Dinde ou saumon ?  Pour eux, c'était plutôt sandwich ! Tandis que nous nous tracassions à propos du menu du réveillon, les pros de la distribution étaient sur le pont pour nous permettre de ne manquer de rien pendant les fêtes. Retours sur les journées très spéciales de ces travailleurs de Noël en compagnie d'une directrice de magasin, d'un manager de rayon et d'un vendeur spécialisé...



Responsable de magasin : offrez-vous Hong-Kong !

Que font-ils pendant les Fêtes ? Tout, sauf se reposer. Déjà constamment sur le pont le reste de l'année, les directeurs de magasin donneraient tout pour avoir le don d'ubiquité durant cette période. « Mon travail, c'est tout d'abord de manager l'équipe, indique Isabelle Keutcherian, responsable du magasin King Jouet de Givors, dans le Rhône. Pour cela, je dois être sur le terrain, ce qui me permet aussi d'entretenir une relation avec le client. Mais je dois également gérer les flux de marchandises, en travaillant avec les fournisseurs et le centre d'achat, contrôler l'évolution du chiffre d'affaires... » Des tâches qui remplissent bien les journées, surtout pendant les Fêtes : « Il peut arriver que je travaille 15 jours à la suite à ce moment de l'année. »

Comment se motivent-ils ? Le directeur de magasin ne peut se permettre que peu de jours de repos, souvent un seul dans la semaine. Il arrive avant l'ouverture du point de vente, et disparaît rarement avant la fermeture. La rémunération est donc en conséquence, puisqu'un responsable de magasin peut gagner plus de 100 000 euros brut par an. « Chez King Jouet, la fourchette est de 21 à 27 000 euros brut, hors primes, par an, précise Isabelle Keutcherian. Aussi, il est possible d'aller plus haut en devenant chef de secteur, c'est-à-dire d'être superviseur de plusieurs magasins. »
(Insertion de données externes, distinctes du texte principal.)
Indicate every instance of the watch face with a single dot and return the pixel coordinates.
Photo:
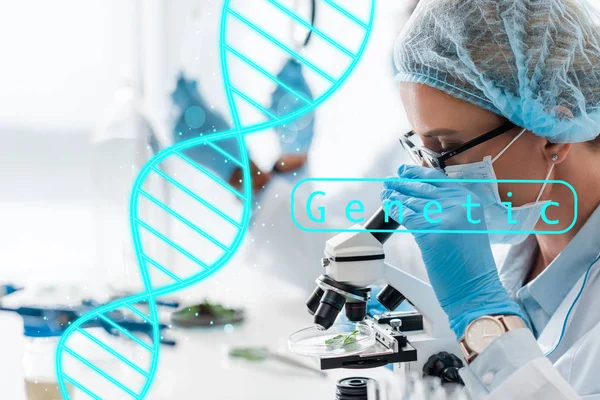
(482, 332)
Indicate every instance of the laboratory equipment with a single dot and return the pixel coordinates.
(409, 339)
(356, 388)
(258, 354)
(340, 339)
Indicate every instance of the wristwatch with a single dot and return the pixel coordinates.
(484, 330)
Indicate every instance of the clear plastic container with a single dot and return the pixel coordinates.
(314, 342)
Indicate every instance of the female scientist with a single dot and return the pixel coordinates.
(527, 72)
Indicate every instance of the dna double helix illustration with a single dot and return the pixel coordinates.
(80, 372)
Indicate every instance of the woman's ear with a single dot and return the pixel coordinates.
(557, 152)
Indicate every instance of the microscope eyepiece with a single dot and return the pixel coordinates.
(390, 298)
(330, 306)
(314, 300)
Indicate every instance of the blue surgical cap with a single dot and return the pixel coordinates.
(535, 62)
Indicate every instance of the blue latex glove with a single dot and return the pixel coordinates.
(296, 136)
(195, 118)
(460, 266)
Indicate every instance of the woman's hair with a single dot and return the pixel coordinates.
(536, 63)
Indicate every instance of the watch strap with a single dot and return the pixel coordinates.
(508, 322)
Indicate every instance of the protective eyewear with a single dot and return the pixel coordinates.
(421, 155)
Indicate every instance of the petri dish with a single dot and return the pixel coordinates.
(314, 342)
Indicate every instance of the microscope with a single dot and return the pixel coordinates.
(415, 341)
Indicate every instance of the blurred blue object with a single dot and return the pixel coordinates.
(195, 118)
(295, 136)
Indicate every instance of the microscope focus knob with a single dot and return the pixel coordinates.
(445, 366)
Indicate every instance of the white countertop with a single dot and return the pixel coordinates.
(198, 366)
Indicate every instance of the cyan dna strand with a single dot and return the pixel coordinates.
(128, 366)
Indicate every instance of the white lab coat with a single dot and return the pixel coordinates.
(564, 361)
(572, 371)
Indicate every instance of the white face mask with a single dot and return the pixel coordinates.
(497, 217)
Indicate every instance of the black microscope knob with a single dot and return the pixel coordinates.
(445, 366)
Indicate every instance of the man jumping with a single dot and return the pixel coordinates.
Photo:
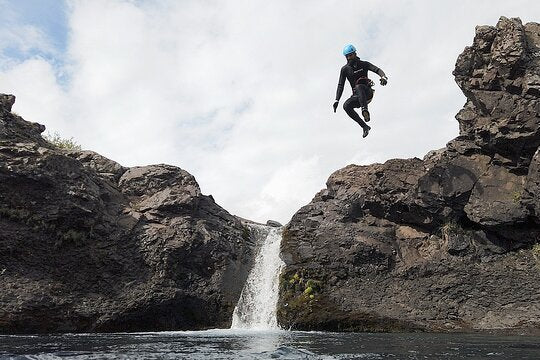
(356, 71)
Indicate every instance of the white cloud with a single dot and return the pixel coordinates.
(239, 93)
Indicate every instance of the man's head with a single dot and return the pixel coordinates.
(349, 51)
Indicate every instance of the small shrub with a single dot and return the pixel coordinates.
(536, 252)
(61, 143)
(72, 236)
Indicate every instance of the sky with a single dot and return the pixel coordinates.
(239, 93)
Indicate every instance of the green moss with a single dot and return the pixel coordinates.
(246, 234)
(450, 228)
(536, 254)
(14, 214)
(72, 236)
(516, 196)
(61, 143)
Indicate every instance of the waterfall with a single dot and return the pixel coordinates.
(256, 308)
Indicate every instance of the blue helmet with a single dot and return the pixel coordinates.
(349, 49)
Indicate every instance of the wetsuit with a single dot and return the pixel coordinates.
(356, 72)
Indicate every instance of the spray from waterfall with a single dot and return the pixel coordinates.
(257, 306)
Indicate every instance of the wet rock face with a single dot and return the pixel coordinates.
(445, 243)
(500, 76)
(89, 245)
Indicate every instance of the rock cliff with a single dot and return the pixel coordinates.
(449, 242)
(89, 245)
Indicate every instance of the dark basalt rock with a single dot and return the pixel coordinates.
(89, 245)
(446, 243)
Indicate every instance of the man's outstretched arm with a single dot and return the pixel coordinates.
(341, 85)
(379, 72)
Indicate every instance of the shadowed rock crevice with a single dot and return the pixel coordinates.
(89, 245)
(446, 243)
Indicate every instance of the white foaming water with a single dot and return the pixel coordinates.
(256, 308)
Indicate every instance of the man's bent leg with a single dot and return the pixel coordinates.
(349, 106)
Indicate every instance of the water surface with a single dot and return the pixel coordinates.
(244, 344)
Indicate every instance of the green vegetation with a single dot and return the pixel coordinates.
(450, 228)
(516, 196)
(14, 214)
(299, 291)
(536, 253)
(61, 143)
(72, 236)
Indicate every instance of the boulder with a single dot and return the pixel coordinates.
(447, 243)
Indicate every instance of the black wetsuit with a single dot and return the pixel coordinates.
(356, 72)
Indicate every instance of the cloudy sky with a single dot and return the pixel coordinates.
(239, 93)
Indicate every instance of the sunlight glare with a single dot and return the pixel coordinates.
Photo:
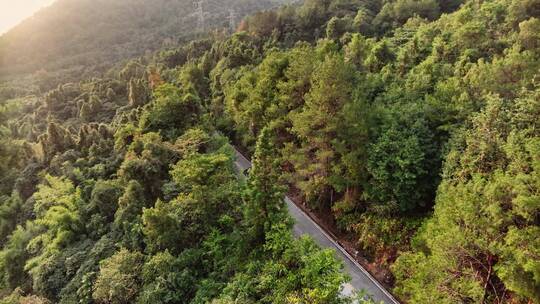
(12, 12)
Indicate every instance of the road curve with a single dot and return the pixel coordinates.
(360, 277)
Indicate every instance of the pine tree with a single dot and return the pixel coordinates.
(264, 195)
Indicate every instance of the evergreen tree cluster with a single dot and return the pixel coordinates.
(413, 125)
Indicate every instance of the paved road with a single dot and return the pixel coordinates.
(360, 278)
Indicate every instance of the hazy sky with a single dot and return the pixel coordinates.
(14, 11)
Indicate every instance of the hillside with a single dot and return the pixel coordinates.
(410, 128)
(72, 33)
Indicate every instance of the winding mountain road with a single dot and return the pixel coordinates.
(360, 277)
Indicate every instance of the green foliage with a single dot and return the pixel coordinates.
(172, 111)
(120, 278)
(412, 118)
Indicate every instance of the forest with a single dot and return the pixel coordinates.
(411, 126)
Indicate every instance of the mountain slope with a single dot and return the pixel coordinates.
(95, 32)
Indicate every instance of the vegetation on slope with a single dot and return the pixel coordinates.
(413, 123)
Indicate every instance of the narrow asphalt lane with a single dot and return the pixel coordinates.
(360, 278)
Quelles compensations ? Pendant les Fêtes, le directeur de magasin voit passer des tonnes de clients impatients de célébrer Noël. De quoi vous démoraliser un peu lorsque vous êtes dans la période la plus intense de l'année pour votre travail. Mais les enseignes de distribution savent tirer sur les bonnes ficelles pour garder leurs employés au top de leur forme. « Les primes d'objectifs sont doublées », souligne Isabelle Keutcherian. Mais ce n'est pas tout : « Nous avons des challenges à relever dans les magasins. Lorsque nous réussissons, nous avons droit à 4 jours de voyage. Je suis déjà allée à New-York et Montréal notamment, et cette année, direction Hong-Kong ! »

Comment devenir responsable de magasin ? Dans la plupart des cas, il faut bénéficier au minimum d'un bac +2 pour accéder à cette fonction, sachant qu'on ne devient jamais directeur d'une surface de vente directement à la sortie des études. Il existe néanmoins des exceptions, rendues possibles par la promotion interne : « J'ai un CAP employé de bureau – comptabilité, explique Isabelle Keutcherian. J'ai d'abord été commerçante indépendante, puis j'ai travaillé dans divers magasins, dans lesquels j'ai gravi les échelons pour en arriver là. »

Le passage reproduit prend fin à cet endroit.